Z chęci zemsty i zarobku kradną poufne dane
W zastraszającym tempie rośnie liczba poufnych informacji wyciekających z przedsiębiorstw - wynika z najnowszych badań informatyków śledczych. Nielojalni pracownicy do kradzieży wykorzystują pocztę elektroniczną, komunikatory a nawet gry komputerowe - pisze "Gazeta Polska".
W tym roku aż dwie trzecie polskich firm miało do czynienia z nielojalnością swoich pracowników. - Zwykle ma ona trzy podstawowe przyczyny: chęć zemsty, chęć zarobku oraz zwyczajną bezmyślność - mówi Zbigniew Engiel z laboratorium informatyki śledczej Mediarecovery, które przygotowało raport na temat kradzieży danych.
Laboratorium Mediarecovery badało m.in. sprawę koncernu produkującego sprzęt dla przemysłu ciężkiego. - Po odejściu grupy projektantów, na rynku pojawiły się łudząco podobne produkty tańsze prawie o połowę. Okazało się, że pracownicy skopiowali kilka tysięcy rysunków technicznych i projektów. Poszkodowana firma oszacowała straty na ponad 300 milionów złotych - opowiada Zbigniew Engiel.

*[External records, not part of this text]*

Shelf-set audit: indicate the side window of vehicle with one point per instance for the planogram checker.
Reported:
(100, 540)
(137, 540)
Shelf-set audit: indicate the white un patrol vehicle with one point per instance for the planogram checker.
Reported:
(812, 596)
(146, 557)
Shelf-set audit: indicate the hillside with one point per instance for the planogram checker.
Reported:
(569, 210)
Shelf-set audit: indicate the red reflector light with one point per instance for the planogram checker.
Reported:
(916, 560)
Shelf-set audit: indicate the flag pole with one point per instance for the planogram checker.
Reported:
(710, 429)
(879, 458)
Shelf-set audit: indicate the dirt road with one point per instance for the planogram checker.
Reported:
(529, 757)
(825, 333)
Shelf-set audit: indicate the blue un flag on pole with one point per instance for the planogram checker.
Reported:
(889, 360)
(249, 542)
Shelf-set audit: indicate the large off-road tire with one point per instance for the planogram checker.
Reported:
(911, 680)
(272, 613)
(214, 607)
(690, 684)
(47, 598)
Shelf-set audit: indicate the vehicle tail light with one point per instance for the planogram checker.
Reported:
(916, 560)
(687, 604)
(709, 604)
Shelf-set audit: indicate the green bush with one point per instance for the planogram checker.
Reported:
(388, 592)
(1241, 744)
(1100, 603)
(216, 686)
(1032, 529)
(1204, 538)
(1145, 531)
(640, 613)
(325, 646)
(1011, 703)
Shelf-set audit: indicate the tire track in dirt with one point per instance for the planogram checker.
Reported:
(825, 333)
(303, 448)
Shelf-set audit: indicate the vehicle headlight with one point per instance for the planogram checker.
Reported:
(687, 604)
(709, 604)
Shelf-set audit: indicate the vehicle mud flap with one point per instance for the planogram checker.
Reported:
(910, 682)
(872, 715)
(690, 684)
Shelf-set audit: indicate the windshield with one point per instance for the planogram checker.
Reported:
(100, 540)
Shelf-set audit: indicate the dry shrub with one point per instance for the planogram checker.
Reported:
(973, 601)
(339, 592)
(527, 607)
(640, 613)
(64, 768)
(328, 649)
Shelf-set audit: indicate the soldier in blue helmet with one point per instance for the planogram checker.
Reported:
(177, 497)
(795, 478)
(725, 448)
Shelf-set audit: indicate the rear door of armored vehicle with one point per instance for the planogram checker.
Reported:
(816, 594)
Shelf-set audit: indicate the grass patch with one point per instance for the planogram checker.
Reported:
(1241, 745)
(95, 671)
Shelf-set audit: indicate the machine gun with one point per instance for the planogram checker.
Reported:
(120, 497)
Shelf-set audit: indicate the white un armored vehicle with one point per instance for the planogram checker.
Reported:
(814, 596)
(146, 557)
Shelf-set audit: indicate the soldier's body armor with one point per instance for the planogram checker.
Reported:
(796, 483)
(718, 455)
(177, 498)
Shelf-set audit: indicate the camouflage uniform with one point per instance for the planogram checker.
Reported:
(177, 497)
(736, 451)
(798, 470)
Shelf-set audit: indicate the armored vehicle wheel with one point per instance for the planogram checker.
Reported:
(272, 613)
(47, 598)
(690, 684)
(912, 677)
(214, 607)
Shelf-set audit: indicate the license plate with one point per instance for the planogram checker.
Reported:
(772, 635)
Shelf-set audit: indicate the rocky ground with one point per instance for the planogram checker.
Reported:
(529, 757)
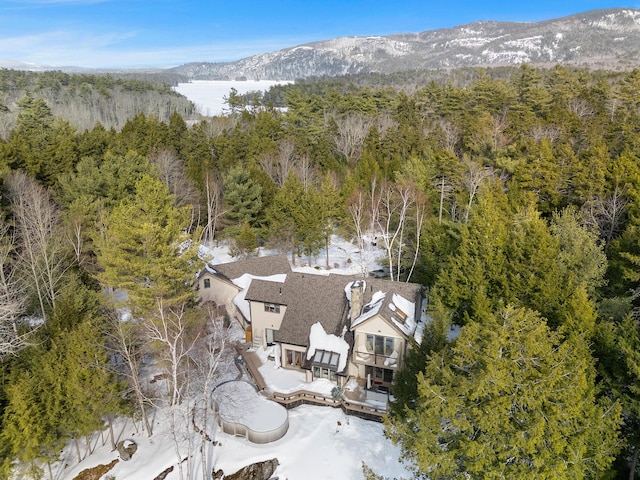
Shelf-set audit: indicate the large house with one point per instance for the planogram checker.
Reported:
(332, 326)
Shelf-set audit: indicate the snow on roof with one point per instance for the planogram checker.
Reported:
(244, 281)
(320, 340)
(350, 285)
(370, 309)
(403, 315)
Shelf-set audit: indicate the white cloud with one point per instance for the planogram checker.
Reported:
(89, 49)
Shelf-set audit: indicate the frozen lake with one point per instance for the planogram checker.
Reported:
(208, 95)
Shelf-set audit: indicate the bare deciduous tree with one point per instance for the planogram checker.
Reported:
(607, 213)
(352, 130)
(42, 250)
(126, 342)
(169, 329)
(396, 200)
(358, 211)
(12, 297)
(473, 176)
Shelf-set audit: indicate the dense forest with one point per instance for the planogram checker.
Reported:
(512, 195)
(86, 100)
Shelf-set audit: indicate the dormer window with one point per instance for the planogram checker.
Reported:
(325, 364)
(272, 307)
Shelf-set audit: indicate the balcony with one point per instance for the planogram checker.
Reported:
(363, 356)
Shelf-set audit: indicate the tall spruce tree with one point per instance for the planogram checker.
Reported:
(510, 399)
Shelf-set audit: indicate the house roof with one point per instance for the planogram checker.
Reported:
(397, 302)
(321, 299)
(258, 266)
(312, 299)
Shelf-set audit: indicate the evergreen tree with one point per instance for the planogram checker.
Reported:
(243, 197)
(146, 250)
(510, 399)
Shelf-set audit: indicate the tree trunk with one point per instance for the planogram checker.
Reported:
(111, 435)
(326, 248)
(441, 201)
(75, 441)
(634, 462)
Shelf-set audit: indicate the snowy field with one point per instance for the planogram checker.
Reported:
(208, 95)
(322, 443)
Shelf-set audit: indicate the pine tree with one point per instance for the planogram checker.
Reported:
(510, 399)
(146, 250)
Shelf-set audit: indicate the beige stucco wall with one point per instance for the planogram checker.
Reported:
(283, 357)
(375, 326)
(261, 320)
(220, 291)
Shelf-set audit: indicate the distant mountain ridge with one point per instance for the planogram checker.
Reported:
(607, 39)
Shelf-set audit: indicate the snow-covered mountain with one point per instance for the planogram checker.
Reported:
(600, 39)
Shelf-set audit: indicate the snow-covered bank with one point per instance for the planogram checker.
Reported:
(208, 95)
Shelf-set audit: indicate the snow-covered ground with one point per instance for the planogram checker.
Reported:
(208, 95)
(321, 443)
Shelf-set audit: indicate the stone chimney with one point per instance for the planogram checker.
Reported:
(357, 299)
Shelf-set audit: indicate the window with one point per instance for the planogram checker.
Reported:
(320, 372)
(268, 333)
(272, 307)
(379, 375)
(293, 358)
(325, 364)
(380, 345)
(324, 358)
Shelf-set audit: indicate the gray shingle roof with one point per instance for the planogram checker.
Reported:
(310, 299)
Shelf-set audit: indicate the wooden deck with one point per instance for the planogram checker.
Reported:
(252, 363)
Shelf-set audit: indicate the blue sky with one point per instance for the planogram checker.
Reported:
(138, 33)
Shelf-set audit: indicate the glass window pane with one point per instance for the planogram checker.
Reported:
(370, 342)
(325, 357)
(379, 345)
(334, 360)
(388, 345)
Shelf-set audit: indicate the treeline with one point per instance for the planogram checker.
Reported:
(87, 100)
(513, 199)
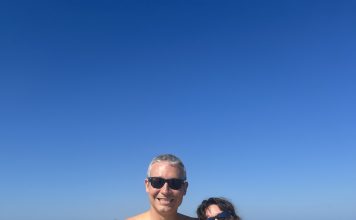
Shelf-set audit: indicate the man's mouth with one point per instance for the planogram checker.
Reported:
(165, 200)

Przybywa również sposobów na wykradanie danych. Przesyłane są one m.in. pocztą elektroniczną albo za pomocą komunikatorów typu Skype czy gadu-gadu. Czujność szefa usypia się nawet zwykłą grą on-line, która pozwala na wysyłanie wiadomości do pozostałych graczy.

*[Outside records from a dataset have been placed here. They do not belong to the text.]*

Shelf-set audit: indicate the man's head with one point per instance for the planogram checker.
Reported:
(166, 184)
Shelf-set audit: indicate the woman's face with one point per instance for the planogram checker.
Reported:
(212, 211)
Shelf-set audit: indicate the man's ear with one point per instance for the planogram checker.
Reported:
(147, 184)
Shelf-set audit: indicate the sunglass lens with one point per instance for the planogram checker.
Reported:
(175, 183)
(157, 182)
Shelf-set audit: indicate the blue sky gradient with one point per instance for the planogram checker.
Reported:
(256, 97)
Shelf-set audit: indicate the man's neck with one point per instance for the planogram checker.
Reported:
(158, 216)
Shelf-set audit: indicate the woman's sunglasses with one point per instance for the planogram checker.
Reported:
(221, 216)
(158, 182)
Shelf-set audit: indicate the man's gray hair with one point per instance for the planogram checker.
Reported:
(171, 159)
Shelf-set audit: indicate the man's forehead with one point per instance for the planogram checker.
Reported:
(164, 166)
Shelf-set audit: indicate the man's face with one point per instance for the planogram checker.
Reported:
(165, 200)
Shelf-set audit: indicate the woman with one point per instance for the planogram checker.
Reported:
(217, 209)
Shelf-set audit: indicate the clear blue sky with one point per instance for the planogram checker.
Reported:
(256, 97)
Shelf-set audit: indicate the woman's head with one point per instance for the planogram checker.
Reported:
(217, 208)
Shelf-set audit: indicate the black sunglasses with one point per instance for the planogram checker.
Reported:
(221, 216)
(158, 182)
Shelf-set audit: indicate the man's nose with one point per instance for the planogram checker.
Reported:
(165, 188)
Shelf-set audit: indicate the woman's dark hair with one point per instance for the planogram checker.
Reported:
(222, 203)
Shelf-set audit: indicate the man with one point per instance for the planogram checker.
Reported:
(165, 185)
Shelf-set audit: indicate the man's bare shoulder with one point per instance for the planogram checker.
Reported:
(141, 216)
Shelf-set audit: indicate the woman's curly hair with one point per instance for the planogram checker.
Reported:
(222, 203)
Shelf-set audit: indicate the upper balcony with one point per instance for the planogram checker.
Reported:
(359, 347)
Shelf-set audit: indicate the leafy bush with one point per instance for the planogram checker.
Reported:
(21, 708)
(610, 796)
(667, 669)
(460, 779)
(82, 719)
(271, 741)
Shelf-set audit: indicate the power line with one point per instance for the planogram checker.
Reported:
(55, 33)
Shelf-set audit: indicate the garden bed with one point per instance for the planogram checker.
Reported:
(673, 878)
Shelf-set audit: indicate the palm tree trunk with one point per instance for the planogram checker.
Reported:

Jak pokazują dane firmy PricewaterhouseCoopers, w porównaniu z poprzednimi latami prawie trzykrotnie wzrosły straty finansowe polskich przedsiębiorstw spowodowane oszustwami. Firmy traciły na tym średnio 1,2 mln dol. Ponad połowa ankietowanych przyznała, że odbiło się to również na wizerunku marki.